Theoretical study of DI diesel engine performance and pollutant emissions using comparable air-side and fuel-side oxygen addition

The present work examines the effects of oxygen addition on diesel combustion parameters and pollutant emissions. Oxygen is added either by increasing the partial pressure of oxygen in the intake air or by oxygenating the fuel. This is a predominately computational study, where the effect of oxygen addition is addressed using a two-dimensional multi-zone model. The validity of model calculations was assessed against pertinent experimental data generated in this laboratory from a single cylinder DI diesel engine using neat diesel oil and oxygenated fuels. The comparison of the two techniques was conducted at comparable oxygen mole fractions (21–22.5%) in the fuel–air mixture (charge) of the combustion chamber. For all cases, engine torque was retained the same by adjusting fuelling rate.
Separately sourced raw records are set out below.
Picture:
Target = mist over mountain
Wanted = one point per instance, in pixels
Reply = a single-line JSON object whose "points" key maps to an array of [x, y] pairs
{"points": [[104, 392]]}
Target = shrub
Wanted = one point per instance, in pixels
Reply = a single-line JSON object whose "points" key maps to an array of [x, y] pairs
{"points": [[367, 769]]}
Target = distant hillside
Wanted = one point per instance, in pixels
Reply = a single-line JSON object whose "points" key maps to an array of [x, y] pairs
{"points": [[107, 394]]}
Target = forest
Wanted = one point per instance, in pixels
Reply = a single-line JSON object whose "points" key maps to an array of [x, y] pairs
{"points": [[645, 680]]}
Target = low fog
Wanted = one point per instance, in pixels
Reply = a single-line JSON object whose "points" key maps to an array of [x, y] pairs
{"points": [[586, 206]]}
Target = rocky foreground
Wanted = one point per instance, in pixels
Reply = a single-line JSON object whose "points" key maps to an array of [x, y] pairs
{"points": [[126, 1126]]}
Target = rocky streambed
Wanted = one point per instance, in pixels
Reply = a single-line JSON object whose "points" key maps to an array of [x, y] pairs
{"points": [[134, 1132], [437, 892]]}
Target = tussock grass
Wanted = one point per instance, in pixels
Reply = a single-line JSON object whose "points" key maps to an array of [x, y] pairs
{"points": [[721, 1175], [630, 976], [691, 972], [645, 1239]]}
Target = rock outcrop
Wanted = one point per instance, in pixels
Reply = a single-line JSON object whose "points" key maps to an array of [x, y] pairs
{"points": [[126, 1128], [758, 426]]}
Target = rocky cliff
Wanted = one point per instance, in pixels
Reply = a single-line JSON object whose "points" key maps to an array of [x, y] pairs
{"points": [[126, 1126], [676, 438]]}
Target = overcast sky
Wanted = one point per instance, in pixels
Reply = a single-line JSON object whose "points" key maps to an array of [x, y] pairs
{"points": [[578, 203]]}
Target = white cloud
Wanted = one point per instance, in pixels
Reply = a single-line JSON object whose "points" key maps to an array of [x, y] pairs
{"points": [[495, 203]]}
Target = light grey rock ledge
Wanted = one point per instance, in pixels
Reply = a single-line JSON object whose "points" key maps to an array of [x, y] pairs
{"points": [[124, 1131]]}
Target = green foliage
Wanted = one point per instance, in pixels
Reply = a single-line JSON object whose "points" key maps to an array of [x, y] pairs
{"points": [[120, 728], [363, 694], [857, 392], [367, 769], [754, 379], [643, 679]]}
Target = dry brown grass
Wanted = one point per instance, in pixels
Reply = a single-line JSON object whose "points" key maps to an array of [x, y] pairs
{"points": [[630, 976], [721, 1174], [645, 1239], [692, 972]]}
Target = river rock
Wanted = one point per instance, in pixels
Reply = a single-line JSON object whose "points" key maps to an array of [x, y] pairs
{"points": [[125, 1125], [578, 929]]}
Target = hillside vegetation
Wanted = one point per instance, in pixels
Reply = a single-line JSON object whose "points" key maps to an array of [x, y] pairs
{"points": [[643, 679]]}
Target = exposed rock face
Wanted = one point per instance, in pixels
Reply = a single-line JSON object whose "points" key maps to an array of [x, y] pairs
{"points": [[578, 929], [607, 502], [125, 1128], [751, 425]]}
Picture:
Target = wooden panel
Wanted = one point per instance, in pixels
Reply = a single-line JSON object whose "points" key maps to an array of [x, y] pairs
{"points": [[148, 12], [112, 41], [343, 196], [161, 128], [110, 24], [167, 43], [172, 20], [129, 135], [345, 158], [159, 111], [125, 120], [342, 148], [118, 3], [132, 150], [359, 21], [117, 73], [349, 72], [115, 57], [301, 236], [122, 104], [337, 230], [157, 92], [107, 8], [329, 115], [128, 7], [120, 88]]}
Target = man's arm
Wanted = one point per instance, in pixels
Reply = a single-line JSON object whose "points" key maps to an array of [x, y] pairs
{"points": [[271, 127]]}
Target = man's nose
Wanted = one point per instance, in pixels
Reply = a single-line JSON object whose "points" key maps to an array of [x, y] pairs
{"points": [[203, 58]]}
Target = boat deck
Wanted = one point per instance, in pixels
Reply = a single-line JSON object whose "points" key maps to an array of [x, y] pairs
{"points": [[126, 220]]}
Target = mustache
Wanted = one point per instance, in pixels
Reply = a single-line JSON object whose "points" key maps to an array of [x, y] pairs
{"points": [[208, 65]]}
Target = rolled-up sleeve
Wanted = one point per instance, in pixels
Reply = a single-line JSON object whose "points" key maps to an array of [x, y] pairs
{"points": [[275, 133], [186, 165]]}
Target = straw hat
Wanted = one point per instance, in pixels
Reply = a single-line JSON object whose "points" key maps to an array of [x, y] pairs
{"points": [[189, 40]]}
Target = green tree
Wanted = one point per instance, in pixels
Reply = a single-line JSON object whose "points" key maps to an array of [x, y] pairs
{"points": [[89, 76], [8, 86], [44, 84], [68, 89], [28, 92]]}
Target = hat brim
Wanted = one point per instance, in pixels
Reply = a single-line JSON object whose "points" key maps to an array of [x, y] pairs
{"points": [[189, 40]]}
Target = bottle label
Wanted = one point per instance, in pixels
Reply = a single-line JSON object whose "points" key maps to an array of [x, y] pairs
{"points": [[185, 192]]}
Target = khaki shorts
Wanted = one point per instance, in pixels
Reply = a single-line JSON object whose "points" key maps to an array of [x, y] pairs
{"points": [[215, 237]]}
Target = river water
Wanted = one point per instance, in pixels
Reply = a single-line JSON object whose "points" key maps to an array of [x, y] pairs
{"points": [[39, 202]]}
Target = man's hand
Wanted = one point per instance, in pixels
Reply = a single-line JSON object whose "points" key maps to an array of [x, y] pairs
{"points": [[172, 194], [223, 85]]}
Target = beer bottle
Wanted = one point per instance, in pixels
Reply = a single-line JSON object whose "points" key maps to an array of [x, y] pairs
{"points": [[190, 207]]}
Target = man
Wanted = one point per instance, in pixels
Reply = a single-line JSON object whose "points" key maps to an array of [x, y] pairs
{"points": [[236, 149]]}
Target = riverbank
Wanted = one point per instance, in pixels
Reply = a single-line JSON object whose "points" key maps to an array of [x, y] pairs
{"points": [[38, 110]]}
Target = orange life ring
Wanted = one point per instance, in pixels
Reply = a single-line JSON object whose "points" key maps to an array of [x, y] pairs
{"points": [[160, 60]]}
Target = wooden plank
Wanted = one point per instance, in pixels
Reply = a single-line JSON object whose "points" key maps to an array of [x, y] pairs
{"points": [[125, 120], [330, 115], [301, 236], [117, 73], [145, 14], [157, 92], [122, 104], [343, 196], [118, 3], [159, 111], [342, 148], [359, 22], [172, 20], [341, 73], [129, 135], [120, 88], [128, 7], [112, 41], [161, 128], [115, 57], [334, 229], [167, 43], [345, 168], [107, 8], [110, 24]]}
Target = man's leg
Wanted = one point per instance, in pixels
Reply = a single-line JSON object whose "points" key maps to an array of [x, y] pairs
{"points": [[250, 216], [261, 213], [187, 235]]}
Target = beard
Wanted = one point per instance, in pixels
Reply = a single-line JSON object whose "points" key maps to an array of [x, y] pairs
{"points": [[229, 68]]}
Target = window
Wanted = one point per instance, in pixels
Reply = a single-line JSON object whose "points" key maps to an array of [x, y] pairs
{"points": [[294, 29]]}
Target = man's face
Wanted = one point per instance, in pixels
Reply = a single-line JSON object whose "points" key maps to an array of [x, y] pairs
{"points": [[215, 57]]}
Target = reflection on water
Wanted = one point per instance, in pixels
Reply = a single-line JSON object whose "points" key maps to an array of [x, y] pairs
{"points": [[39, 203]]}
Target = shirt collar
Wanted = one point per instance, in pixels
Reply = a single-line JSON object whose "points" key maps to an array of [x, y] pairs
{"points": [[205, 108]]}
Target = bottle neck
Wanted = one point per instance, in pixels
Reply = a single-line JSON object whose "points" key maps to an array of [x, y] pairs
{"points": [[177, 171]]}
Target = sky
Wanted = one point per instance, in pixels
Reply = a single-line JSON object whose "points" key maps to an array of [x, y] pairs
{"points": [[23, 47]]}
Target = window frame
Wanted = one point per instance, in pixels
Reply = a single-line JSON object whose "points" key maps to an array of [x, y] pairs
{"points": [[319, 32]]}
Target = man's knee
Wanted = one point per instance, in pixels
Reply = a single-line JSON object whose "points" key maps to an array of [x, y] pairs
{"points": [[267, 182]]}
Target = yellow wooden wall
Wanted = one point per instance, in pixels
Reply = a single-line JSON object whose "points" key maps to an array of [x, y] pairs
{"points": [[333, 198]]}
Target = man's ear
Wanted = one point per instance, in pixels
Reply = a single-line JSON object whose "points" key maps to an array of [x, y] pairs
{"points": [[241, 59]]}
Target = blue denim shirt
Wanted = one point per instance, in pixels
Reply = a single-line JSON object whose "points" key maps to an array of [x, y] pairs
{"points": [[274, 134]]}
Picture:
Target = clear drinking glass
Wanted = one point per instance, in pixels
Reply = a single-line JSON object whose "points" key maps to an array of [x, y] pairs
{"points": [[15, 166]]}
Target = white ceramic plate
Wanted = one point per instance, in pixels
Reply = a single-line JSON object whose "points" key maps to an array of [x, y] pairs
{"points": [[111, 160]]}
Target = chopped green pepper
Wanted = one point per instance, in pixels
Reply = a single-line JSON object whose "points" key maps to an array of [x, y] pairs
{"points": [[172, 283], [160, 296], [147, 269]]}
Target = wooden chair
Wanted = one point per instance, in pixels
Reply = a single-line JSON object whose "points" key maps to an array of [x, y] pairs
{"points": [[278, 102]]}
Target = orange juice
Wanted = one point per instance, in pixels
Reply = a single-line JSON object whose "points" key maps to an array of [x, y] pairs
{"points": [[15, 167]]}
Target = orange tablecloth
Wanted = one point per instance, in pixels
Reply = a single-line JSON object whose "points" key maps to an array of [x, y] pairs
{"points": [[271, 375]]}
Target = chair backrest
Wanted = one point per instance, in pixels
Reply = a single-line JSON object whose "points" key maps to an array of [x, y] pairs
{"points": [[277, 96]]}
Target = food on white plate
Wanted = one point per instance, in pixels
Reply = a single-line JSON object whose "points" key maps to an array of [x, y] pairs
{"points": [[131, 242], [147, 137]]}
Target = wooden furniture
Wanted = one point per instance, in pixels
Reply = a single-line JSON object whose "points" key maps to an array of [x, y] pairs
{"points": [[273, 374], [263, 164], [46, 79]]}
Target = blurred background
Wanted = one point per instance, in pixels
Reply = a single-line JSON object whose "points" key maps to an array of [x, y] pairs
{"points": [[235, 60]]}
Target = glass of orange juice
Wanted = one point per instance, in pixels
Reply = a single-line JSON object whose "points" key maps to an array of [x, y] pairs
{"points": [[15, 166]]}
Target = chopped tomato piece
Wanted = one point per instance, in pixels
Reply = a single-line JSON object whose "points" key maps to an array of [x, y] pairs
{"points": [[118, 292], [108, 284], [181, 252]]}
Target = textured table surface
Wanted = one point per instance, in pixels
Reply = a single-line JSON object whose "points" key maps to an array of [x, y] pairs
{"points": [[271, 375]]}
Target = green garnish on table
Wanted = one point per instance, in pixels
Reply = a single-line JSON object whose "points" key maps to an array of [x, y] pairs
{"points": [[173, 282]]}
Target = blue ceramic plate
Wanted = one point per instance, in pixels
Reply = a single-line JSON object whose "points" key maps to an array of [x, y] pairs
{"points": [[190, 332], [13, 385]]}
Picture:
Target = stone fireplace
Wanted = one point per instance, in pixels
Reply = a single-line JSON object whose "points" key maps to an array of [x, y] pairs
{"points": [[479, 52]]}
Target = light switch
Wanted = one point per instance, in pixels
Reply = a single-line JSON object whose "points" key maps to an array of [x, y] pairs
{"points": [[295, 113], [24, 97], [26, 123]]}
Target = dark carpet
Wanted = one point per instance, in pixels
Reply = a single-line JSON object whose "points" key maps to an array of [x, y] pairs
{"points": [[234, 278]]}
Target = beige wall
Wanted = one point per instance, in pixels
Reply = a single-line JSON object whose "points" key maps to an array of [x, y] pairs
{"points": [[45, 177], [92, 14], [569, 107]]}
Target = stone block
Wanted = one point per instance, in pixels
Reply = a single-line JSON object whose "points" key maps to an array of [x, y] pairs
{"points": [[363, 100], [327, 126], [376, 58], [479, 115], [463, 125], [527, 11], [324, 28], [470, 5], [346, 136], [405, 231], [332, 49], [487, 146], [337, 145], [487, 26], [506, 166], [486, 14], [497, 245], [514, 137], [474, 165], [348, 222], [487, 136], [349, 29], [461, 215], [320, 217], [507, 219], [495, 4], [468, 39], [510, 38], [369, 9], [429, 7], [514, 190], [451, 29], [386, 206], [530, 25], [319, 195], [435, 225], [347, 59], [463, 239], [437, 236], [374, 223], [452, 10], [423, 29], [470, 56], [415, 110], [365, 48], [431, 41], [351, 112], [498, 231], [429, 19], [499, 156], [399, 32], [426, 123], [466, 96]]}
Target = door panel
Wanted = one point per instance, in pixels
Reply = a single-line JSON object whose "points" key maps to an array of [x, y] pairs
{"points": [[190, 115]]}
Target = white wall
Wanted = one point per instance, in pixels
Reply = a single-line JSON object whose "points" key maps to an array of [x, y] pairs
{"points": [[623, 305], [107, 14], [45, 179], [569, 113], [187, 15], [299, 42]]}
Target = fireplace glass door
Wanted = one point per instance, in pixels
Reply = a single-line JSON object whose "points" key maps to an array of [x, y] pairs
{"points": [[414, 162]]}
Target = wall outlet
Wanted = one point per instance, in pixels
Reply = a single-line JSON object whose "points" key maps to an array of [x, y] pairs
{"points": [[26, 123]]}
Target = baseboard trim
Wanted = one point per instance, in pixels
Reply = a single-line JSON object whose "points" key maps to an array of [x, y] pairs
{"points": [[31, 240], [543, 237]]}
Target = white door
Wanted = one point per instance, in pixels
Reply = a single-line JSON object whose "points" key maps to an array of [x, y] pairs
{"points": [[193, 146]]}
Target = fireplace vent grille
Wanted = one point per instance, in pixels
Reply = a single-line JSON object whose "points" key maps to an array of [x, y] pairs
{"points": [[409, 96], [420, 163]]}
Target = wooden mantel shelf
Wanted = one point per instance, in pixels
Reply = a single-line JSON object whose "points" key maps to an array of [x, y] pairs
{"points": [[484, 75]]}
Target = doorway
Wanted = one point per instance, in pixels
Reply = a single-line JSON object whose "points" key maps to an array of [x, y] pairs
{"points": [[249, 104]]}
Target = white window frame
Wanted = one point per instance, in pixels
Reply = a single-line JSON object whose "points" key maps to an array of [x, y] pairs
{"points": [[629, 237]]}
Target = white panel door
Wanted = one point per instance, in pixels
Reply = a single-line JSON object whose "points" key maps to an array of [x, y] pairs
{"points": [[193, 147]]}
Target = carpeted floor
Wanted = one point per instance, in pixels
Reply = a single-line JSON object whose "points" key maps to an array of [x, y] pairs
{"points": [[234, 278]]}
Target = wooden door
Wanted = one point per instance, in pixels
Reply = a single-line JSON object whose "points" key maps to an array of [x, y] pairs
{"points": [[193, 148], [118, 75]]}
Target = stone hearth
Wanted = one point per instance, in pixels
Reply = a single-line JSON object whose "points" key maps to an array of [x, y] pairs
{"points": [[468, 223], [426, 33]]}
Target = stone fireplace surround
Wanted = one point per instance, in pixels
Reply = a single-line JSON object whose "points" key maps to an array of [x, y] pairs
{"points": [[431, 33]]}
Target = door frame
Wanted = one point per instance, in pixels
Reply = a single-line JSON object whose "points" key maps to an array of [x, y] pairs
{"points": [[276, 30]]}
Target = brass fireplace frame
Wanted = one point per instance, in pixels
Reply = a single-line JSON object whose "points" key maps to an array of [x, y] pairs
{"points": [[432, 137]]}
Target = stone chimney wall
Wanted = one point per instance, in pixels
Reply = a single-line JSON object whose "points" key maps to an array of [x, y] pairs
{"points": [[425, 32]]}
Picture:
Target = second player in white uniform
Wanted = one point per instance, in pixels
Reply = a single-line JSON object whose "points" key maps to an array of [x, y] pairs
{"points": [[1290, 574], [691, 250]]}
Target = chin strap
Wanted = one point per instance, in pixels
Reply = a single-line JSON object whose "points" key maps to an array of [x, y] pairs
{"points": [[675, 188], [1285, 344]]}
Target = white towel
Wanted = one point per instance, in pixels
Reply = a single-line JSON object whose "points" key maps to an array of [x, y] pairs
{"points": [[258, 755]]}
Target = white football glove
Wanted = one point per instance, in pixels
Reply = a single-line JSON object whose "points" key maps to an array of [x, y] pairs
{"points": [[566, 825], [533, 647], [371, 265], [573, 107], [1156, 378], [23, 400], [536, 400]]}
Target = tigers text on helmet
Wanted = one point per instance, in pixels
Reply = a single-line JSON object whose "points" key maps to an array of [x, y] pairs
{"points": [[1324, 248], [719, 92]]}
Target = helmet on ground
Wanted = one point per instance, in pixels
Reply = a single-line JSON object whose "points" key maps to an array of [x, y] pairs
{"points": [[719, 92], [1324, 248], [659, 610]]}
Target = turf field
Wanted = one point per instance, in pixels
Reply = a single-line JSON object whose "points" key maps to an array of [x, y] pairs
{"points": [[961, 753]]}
At fixed engine load, in-cylinder pressure, temperature, soot and NO concentration histories, which were calculated for a conventional diesel fuel, are compared with corresponding data, which were derived using either oxygenated fuels or oxygen-enhanced air. Results showed that both techniques produce an increase of cylinder pressure and reduction of soot compared to the normal diesel operation, with the fuel oxygenation being the most effective. However, both techniques increase NOx emissions, with the fuel oxygenation being more detrimental. Fuel-side oxygenation gave higher soot reductions for a given NO increase compared to air-side oxygen-enhancement. The higher sensitivity of soot reduction and NOx deterioration to fuel-side oxygen-addition is attributed to higher oxygen availability inside each combustion zone. Model computations revealed “linearity” between engine out pollutant emissions and oxygen content of the intake air. To the contrary, “non-linearity” was evident between emissions and oxygen content in oxygenated fuels. This indicates that engine performance characteristics and pollutant emissions are easier to predict when enriching the air rather than the fuel with oxygen, since in the latter case changes in performance and emissions are attributed not only to fuel oxygen content but also to fuel molecular structure and properties.